PLoS One. 2019 Sep 9;14(9):e0220624. doi: 10.1371/journal.pone.0220624. eCollection 2019.
Due to the fast speed of data generation and collection from advanced equipment, the amount of data obviously overflows the limit of available memory space and causes difficulties achieving high learning accuracy. Several methods based on discard-after-learn concept have been proposed. Some methods were designed to cope with a single incoming datum but some were designed for a chunk of incoming data. Although the results of these approaches are rather impressive, most of them are based on temporally adding more neurons to learn new incoming data without any neuron merging process which can obviously increase the computational time and space complexities. Only online versatile elliptic basis function (VEBF) introduced neuron merging to reduce the space-time complexity of learning only a single incoming datum.

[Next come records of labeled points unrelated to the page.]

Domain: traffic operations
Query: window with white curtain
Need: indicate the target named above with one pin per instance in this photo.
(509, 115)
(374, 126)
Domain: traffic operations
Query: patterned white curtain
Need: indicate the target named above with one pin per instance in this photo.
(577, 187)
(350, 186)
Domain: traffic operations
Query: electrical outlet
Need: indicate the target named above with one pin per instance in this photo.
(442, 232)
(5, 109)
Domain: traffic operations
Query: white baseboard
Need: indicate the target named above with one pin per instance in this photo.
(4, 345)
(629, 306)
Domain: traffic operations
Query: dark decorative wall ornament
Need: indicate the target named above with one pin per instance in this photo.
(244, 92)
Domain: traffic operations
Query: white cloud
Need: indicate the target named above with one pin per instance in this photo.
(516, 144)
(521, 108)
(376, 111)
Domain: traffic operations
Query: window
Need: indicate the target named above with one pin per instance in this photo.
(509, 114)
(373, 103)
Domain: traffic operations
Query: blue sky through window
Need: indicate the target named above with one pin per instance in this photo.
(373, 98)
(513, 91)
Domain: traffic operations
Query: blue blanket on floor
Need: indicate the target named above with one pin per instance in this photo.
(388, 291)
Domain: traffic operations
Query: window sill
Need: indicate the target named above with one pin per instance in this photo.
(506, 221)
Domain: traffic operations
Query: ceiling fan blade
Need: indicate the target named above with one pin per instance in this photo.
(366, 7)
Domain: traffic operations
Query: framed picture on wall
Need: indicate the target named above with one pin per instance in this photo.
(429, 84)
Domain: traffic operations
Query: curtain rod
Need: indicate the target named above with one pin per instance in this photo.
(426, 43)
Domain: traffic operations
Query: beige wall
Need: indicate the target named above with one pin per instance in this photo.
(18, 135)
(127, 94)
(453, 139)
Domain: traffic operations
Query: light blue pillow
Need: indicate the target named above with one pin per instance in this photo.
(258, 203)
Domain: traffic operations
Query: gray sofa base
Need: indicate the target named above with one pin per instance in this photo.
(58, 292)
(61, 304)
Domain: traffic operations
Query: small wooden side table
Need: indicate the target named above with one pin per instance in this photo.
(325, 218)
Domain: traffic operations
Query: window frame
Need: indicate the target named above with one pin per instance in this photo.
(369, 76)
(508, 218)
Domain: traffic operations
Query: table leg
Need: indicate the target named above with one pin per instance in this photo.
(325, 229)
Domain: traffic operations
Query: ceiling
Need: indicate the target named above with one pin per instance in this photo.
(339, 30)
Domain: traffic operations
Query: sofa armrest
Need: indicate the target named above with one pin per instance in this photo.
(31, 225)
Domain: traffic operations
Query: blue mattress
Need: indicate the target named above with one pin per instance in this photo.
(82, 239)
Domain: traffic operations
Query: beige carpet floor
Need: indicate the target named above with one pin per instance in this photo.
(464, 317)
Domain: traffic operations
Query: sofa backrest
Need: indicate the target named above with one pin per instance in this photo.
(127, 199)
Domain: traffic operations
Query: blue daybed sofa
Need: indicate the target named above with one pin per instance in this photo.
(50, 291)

This paper proposed a method for further enhancing the capability of discard-after-learn concept for streaming data-chunk environment in terms of low computational time and neural space complexities. A set of recursive functions for computing the relevant parameters of a new neuron, based on statistical confidence interval, was introduced. The newly proposed method, named streaming chunk incremental learning (SCIL), increases the plasticity and the adaptabilty of the network structure according to the distribution of incoming data and their classes. When being compared to the others in incremental-like manner, based on 11 benchmarked data sets of 150 to 581,012 samples with attributes ranging from 4 to 1,558 formed as streaming data, the proposed SCIL gave better accuracy and time in most data sets.
由于先进设备的数据生成和采集速度很快,数据量显然超过了可用内存空间的限制,导致难以实现高精度的学习。已经提出了几种基于学习后丢弃概念的方法。有些方法是为处理单个传入数据而设计的,而有些方法是为处理传入数据块而设计的。尽管这些方法的结果相当令人印象深刻,但它们大多数都是基于暂时添加更多神经元来学习新的传入数据,而没有任何神经元合并过程,这显然会增加计算时间和空间复杂度。只有在线通用椭圆基函数 (VEBF) 引入了神经元合并,以降低仅学习单个传入数据的时空复杂度。本文提出了一种方法,用于在低计算时间和神经空间复杂度的情况下,进一步增强流式数据块环境中学习后丢弃概念的能力。引入了一组基于统计置信区间的递归函数,用于计算新神经元的相关参数。新提出的方法名为流式数据块增量学习 (SCIL),根据传入数据及其类别的分布,增加了网络结构的可塑性和适应性。与其他以增量方式比较时,基于 11 个具有 150 到 581,012 个样本的基准数据集,这些数据集的属性范围从 4 到 1558,形成了流式数据,所提出的 SCIL 在大多数数据集中都提供了更好的准确性和时间。